Moon Shots Cost More Than You Think

Roger Peng
2017-09-07

In a deeply reported article, Casey Ross and Ike Swetlitz report that IBM’s Watson isn’t living up to its hype when it comes to cancer care:

The interviews suggest that IBM, in its rush to bolster flagging revenue, unleashed a product without fully assessing the challenges of deploying it in hospitals globally. While it has emphatically marketed Watson for cancer care, IBM hasn’t published any scientific papers demonstrating how the technology affects physicians and patients. As a result, its flaws are getting exposed on the front lines of care by doctors and researchers who say that the system, while promising in some respects, remains undeveloped.
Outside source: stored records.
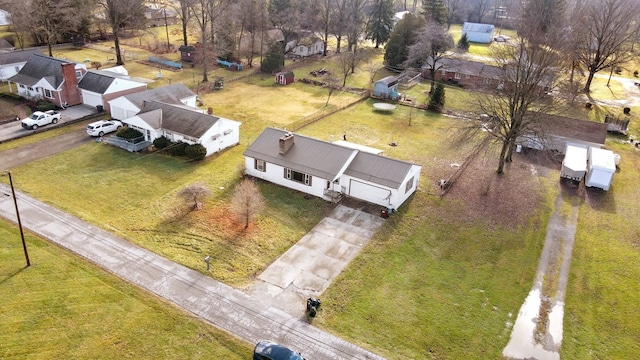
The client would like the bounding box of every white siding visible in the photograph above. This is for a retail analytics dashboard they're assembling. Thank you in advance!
[245,157,327,198]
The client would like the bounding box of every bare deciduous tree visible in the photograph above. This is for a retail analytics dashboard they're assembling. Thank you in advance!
[404,22,453,92]
[178,183,211,210]
[324,74,340,107]
[231,179,264,229]
[338,50,362,87]
[462,33,559,174]
[574,0,640,93]
[98,0,144,65]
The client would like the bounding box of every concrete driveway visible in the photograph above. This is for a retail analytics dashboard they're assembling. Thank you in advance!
[246,205,384,317]
[0,104,98,142]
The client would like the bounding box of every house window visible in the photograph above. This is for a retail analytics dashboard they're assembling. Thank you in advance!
[284,169,311,186]
[404,176,413,194]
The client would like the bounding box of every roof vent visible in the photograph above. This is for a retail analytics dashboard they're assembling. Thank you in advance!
[278,132,293,155]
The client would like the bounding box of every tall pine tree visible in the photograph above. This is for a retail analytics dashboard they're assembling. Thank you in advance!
[422,0,447,25]
[367,0,394,49]
[384,14,425,70]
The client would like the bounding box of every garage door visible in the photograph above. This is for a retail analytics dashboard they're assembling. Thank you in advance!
[349,179,390,205]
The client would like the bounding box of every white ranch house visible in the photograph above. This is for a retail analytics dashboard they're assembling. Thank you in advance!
[244,128,422,209]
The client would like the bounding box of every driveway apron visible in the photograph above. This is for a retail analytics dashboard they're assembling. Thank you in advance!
[0,184,383,360]
[502,187,580,360]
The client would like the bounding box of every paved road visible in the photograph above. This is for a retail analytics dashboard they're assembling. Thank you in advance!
[0,184,383,360]
[0,105,97,142]
[0,129,95,171]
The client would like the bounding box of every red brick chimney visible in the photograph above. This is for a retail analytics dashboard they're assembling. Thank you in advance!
[62,63,82,106]
[278,133,293,155]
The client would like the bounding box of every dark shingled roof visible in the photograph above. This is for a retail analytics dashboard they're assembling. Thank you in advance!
[9,54,73,89]
[527,112,607,144]
[0,49,42,65]
[78,71,115,94]
[244,128,412,189]
[244,128,356,180]
[125,83,195,109]
[344,151,412,189]
[138,101,220,139]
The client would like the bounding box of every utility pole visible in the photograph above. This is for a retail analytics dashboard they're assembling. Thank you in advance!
[3,171,31,266]
[162,8,171,52]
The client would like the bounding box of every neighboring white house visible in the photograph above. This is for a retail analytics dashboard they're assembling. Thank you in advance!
[287,36,324,57]
[123,101,240,156]
[0,49,42,81]
[244,128,421,209]
[108,83,198,121]
[462,22,496,44]
[78,66,147,112]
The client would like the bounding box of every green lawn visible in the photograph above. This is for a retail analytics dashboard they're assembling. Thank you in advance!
[0,220,252,360]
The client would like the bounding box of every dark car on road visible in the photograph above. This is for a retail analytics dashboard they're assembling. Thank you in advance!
[253,340,307,360]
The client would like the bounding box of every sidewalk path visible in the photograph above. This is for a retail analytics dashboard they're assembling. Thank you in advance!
[0,184,383,360]
[502,184,580,360]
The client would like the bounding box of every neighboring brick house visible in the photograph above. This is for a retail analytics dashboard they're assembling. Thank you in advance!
[8,54,87,107]
[422,58,555,92]
[78,66,147,112]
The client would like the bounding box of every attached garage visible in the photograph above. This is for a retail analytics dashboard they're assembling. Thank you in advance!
[349,179,391,206]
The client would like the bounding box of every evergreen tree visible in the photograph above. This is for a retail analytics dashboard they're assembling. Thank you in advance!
[260,42,284,73]
[457,33,469,51]
[427,83,445,113]
[384,14,425,69]
[422,0,447,25]
[367,0,394,49]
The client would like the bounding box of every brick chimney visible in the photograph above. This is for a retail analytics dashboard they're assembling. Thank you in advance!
[61,63,82,106]
[279,133,293,155]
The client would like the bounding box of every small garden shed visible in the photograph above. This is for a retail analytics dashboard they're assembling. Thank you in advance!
[275,71,295,85]
[373,76,400,100]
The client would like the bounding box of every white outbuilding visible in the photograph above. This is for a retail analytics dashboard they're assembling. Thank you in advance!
[585,147,616,190]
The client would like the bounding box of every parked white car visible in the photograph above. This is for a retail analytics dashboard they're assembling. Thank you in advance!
[87,120,122,136]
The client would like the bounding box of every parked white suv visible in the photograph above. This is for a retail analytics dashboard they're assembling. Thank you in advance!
[87,120,122,136]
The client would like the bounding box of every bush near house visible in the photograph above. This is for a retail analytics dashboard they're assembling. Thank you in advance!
[153,136,171,149]
[184,144,207,160]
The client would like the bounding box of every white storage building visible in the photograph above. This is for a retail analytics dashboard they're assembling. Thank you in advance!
[560,145,587,181]
[585,147,616,190]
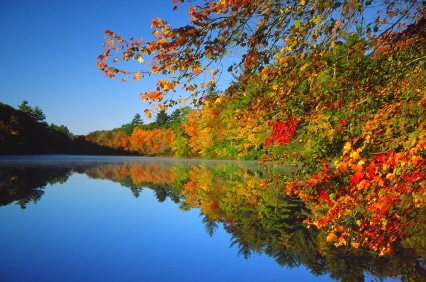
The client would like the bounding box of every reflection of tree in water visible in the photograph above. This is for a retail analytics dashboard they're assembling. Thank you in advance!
[0,166,70,209]
[0,160,426,281]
I thought the article was very well-written, covering many angles and getting into the details. I would encourage reading the entire thing.

While many issues are covered, I bumped on this one quote about the amount of investment (or lack thereof) that IBM is putting into Watson.

[Peter] Greulich said IBM needs to invest more money in Watson and hire more people to make it successful. In the 1960s, he said, IBM spent about 11.5 times its annual earnings to develop its mainframe computer, a line of business that still accounts for much of its profitability today. If it were to make an equivalent investment in Watson, it would need to spend $137 billion. “The only thing it’s spent that much money on is stock buybacks,” Greulich said.

That Watson hasn’t cured cancer overnight—or lived up to its own marketing material—should come as no surprise. But I wonder if people are nevertheless up to investing in what it would take to find a cure.

I’ve often heard of curing cancer as a “moon shot”, in reference to the Apollo program to land a man on the moon and return him safely to Earth. But that project cost a lot of money, about $112 billion in today’s dollars, or about $11 billion per year over the roughly 10 year span of the project. The National Cancer Institute’s annual budget is about $5 billion—so, it’s less. Also, I would argue we know substantially less about human cancer now than we did about physics and space in 1959 (although there was plenty to learn back then too). How much additional money would we need to make up for that lack of base knowledge?